Q4.9 — Trapezoidal rule on ∫₀² x² dx with n = 4

h = 0.5; y at 0, 0.5, 1, 1.5, 2 = 0, 0.25, 1, 2.25, 4. ≈ (0.5/2)·[0 + 2(0.25 + 1 + 2.25) + 4] = 0.25·[0 + 7 + 4] = 2.75.

Q4.10 — Rectangle perimeter 48, maximise area

Let length l and width w with 2l + 2w = 48, so l = 24 − w. Area A = w(24 − w) = 24w − w². A′(w) = 24 − 2w = 0 ⇒ w = 12; A″(w) = −2 < 0 confirms max. So l = w = 12 cm (a square), max area = 144 cm².

Q4.11 — f(x) = x³ − 12x

(a) f′ = 3x² − 12 = 3(x − 2)(x + 2). f′ = 0 at x = ±2. Sign: f′(−3) = 15 (+); f′(0) = −12 (−); f′(3) = 15 (+). Increasing on (−∞, −2) ∪ (2, ∞).

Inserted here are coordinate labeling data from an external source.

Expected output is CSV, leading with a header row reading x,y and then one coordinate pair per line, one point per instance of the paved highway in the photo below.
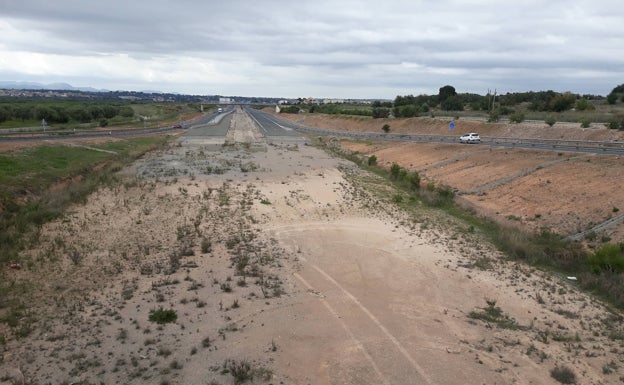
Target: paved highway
x,y
270,126
593,147
273,126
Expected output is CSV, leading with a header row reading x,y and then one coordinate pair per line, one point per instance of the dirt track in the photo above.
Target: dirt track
x,y
279,256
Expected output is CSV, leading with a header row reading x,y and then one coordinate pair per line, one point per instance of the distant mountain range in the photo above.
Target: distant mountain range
x,y
40,86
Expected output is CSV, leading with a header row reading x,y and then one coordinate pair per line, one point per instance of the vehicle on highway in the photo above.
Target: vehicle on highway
x,y
472,137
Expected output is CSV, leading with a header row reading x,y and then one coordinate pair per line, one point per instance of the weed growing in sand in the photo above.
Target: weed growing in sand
x,y
563,374
163,316
494,314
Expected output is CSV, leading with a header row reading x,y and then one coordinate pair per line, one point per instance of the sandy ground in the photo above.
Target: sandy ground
x,y
282,266
565,192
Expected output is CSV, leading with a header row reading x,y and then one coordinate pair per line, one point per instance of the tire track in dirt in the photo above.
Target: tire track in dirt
x,y
378,344
349,332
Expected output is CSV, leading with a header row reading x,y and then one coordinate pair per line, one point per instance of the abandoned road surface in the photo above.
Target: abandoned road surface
x,y
369,301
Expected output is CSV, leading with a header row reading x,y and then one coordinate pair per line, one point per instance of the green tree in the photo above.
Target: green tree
x,y
550,121
126,112
562,102
453,103
23,113
109,111
609,257
582,105
395,169
381,112
517,117
445,93
5,114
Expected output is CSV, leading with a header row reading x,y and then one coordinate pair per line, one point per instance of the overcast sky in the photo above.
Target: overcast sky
x,y
324,48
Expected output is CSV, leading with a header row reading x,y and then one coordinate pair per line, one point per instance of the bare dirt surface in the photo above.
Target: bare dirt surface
x,y
564,192
283,268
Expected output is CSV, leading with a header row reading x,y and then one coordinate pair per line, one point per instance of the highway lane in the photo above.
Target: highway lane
x,y
274,126
270,126
592,147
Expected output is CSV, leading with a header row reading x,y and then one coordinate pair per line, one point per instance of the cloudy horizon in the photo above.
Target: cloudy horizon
x,y
325,49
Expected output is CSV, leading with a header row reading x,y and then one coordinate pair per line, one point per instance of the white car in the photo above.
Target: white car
x,y
472,137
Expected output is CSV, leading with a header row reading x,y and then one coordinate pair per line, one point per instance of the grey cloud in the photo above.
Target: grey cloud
x,y
333,47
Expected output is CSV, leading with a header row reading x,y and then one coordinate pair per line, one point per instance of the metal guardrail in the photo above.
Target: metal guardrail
x,y
490,140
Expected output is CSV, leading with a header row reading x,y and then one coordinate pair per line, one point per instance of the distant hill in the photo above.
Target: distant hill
x,y
40,86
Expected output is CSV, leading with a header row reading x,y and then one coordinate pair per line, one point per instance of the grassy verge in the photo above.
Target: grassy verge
x,y
543,249
37,184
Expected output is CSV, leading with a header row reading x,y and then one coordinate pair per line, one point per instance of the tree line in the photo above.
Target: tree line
x,y
447,99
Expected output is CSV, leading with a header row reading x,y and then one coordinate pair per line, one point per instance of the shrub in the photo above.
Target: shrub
x,y
494,116
563,374
206,245
241,371
162,316
609,257
395,169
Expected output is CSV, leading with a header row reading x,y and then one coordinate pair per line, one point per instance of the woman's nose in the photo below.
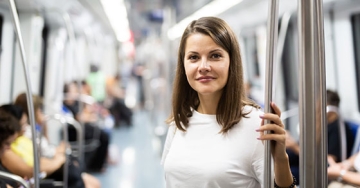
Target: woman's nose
x,y
204,65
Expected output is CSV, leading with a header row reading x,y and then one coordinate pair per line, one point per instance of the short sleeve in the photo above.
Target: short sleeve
x,y
170,135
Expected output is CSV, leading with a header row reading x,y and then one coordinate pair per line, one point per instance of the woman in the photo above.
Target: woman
x,y
213,140
9,127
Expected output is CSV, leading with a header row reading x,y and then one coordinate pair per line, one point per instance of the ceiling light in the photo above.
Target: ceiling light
x,y
214,8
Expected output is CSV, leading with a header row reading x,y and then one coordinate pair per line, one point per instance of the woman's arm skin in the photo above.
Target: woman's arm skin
x,y
283,176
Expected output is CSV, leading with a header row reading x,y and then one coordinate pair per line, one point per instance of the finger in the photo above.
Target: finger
x,y
274,137
272,117
262,123
276,109
275,129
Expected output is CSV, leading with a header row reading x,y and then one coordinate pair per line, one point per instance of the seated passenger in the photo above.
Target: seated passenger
x,y
47,150
345,174
94,161
9,127
19,160
335,151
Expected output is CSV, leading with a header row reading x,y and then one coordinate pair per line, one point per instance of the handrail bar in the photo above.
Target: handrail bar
x,y
60,118
30,103
271,47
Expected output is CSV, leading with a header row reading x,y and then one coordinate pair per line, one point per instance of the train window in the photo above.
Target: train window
x,y
355,19
290,63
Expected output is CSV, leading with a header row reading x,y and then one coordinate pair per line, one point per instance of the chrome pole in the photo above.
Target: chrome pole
x,y
313,131
72,39
320,87
272,34
16,25
61,119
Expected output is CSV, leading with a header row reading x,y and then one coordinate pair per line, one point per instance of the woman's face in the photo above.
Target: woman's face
x,y
206,65
24,123
6,144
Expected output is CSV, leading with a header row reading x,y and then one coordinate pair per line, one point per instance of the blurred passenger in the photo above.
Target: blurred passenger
x,y
335,135
345,174
216,132
47,150
9,127
94,161
116,104
96,80
19,160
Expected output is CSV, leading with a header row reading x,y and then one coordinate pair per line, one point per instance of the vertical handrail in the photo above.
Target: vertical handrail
x,y
313,131
272,32
16,25
72,39
320,87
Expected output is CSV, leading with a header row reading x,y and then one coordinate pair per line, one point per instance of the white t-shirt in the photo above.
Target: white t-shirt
x,y
202,157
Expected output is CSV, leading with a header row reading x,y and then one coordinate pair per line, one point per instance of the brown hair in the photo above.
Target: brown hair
x,y
9,125
230,108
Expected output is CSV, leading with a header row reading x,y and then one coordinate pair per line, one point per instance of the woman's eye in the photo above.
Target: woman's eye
x,y
193,57
216,56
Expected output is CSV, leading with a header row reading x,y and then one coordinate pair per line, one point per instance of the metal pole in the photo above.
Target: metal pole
x,y
16,25
320,87
61,119
272,32
72,39
313,130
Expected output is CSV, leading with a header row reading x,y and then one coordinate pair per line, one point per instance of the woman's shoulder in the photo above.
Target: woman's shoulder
x,y
250,111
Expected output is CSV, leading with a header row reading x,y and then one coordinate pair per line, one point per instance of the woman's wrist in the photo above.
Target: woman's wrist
x,y
341,175
290,186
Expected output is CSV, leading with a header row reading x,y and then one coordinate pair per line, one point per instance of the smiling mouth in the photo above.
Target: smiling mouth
x,y
205,79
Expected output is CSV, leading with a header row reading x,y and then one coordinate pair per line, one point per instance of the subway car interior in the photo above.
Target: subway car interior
x,y
94,79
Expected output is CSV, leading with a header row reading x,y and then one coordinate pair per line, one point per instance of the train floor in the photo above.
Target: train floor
x,y
137,154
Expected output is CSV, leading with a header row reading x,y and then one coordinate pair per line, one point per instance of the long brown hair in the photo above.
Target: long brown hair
x,y
230,108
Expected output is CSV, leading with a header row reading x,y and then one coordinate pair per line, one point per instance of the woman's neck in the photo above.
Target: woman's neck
x,y
208,104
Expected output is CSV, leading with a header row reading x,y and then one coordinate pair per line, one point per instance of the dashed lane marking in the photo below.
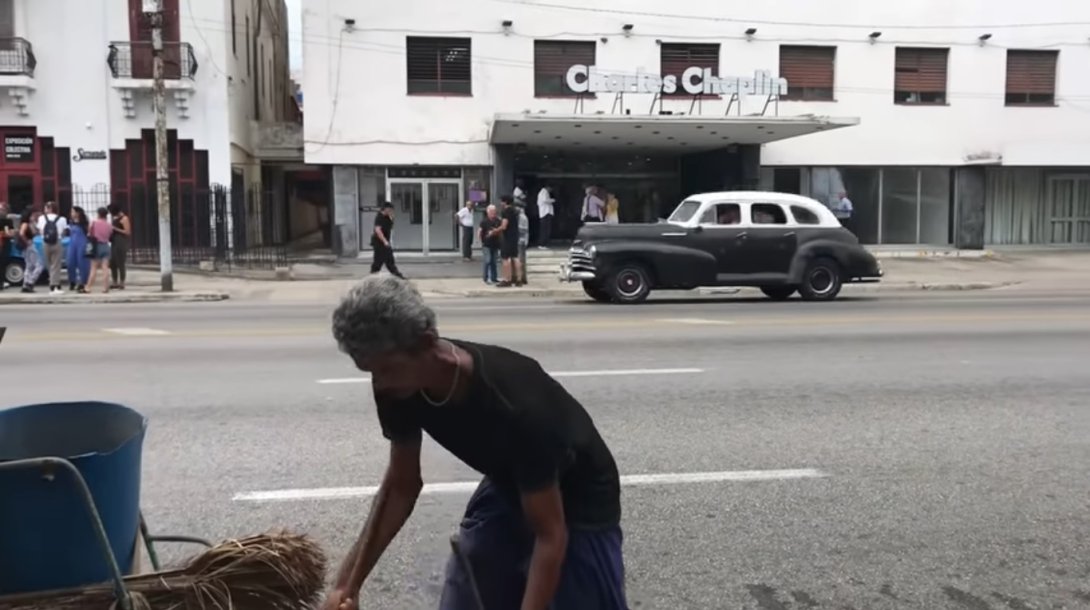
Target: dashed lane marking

(b) On [0, 2√3] the curve passes from f(0) = 0 down through a minimum (f(2) = 8 − 24 = −16) back up to f(2√3) = (2√3)³ − 12(2√3) = 24√3 − 24√3 = 0. So the curve is below the axis on (0, 2√3). Signed integral = ∫₀^{2√3} (x³ − 12x) dx = [x⁴/4 − 6x²]₀^{2√3} = (144/4 − 6·12) − 0 = 36 − 72 = −36. Area = |−36| = 36 sq units.

Q4.12 — Region between y = x and y = x² rotated about x-axis

(a) Intersections: x = x² ⇒ x = 0, 1. (b) Outer R = x, inner r = x². V = π ∫₀¹ (x² − x⁴) dx = π [x³/3 − x⁵/5]₀¹ = π(1/3 − 1/5) = 2π/15 cubic units.